Les tirailleurs sénégalais - Musée de la Grande Guerre

Les tirailleurs sénégalais dans la Première Guerre mondiale

09.03.24

Les colonies ont participé à la Première Guerre mondiale et ont joué un rôle central. Venus d’Afrique, d’Inde, d’Indochine ou d’ailleurs, les empires coloniaux ont recruté des hommes par centaines de milliers pour combattre sur plusieurs fronts. En France, les tirailleurs sénégalais comptent parmi les plus connus du grand public.

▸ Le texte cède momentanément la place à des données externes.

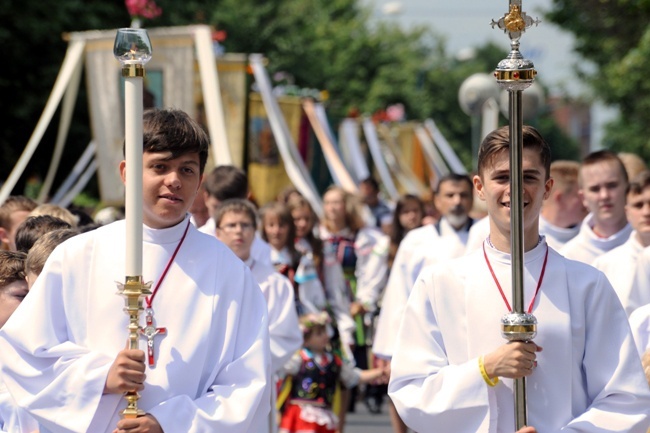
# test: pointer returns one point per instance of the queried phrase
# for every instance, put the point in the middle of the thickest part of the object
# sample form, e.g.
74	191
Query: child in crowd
36	226
279	231
316	373
236	222
320	276
13	289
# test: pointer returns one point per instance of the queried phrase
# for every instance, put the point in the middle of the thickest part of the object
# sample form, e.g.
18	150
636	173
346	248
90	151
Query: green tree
614	36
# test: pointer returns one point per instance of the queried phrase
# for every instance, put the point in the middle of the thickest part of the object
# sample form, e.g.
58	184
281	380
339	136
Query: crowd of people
274	319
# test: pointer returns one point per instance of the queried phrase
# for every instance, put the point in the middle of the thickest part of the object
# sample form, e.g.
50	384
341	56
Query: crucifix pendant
150	331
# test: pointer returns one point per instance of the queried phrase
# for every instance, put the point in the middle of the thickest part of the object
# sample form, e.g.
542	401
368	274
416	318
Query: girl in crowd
278	230
315	374
362	252
320	277
408	215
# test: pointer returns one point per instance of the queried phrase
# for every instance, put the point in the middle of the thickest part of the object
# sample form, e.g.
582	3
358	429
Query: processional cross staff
515	74
133	49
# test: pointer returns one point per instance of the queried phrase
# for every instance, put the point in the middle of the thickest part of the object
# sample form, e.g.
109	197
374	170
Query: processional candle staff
515	74
133	49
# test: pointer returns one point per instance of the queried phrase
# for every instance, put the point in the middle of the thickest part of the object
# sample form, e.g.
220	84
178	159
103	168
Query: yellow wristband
486	378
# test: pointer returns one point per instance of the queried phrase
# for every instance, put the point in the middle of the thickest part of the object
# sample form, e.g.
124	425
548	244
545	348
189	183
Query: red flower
143	8
219	35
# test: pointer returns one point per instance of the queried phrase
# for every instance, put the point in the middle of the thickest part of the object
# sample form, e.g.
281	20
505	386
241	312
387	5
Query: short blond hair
55	211
565	174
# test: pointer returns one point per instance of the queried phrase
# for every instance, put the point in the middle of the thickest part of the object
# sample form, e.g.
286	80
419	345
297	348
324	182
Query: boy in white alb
62	352
620	264
603	186
451	368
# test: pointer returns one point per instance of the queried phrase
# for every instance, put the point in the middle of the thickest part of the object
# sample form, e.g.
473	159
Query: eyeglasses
232	227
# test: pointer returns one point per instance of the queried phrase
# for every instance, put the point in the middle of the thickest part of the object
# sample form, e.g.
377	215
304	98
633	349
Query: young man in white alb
453	370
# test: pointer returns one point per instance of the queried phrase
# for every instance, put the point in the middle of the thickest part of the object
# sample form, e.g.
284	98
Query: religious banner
169	83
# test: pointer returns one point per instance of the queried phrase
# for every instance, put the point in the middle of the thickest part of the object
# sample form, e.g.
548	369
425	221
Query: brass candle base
134	292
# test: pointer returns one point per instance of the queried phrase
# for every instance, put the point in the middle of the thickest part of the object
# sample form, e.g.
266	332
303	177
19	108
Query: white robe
640	318
556	236
619	265
586	246
317	296
371	248
420	247
284	330
581	384
212	367
260	250
12	418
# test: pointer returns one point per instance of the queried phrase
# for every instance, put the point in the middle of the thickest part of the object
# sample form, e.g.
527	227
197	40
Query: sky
466	24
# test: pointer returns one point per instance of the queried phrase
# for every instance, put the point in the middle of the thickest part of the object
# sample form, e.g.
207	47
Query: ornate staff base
134	291
519	327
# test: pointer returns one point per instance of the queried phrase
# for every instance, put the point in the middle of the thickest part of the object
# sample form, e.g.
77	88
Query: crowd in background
336	286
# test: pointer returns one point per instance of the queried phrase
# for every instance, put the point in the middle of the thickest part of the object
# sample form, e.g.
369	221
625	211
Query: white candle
133	152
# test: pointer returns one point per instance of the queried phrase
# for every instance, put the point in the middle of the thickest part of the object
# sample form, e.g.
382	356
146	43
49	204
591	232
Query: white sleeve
372	267
284	329
335	289
424	387
239	398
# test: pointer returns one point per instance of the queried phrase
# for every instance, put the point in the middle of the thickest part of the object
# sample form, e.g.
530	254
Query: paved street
363	421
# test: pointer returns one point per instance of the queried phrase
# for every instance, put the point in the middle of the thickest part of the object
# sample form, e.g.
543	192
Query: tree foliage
614	35
363	64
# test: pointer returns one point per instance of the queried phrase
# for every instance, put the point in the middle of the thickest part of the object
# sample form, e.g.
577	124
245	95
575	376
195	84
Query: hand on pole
514	360
143	424
527	430
127	373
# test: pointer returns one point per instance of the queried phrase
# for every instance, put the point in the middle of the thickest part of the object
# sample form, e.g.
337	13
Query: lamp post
515	74
473	93
133	50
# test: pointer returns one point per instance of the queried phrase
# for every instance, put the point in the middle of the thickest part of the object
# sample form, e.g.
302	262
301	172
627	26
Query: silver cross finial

D’où venaient-ils et quels sont leurs faits d’armes ?

Qui étaient les tirailleurs sénégalais ?

Le corps des tirailleurs sénégalais existait bien avant la guerre. Il a été fondé en 1857 par un décret de Napoléon III et les premiers recrutements ont eu lieu au Sénégal, d’où leur nom. Cependant, il est important de noter que par la suite, des hommes ont été recrutés dans tous les territoires d’Afrique sub-saharienne colonisés par la France.

Avant la Grande Guerre, ils participent à de nombreuses campagnes de l’armée française, notamment en Afrique où par exemple ils ont participé à la conquête de Madagascar. Ainsi, en 1914, c’était une force en place sur laquelle la France savait qu’elle pouvait s’appuyer.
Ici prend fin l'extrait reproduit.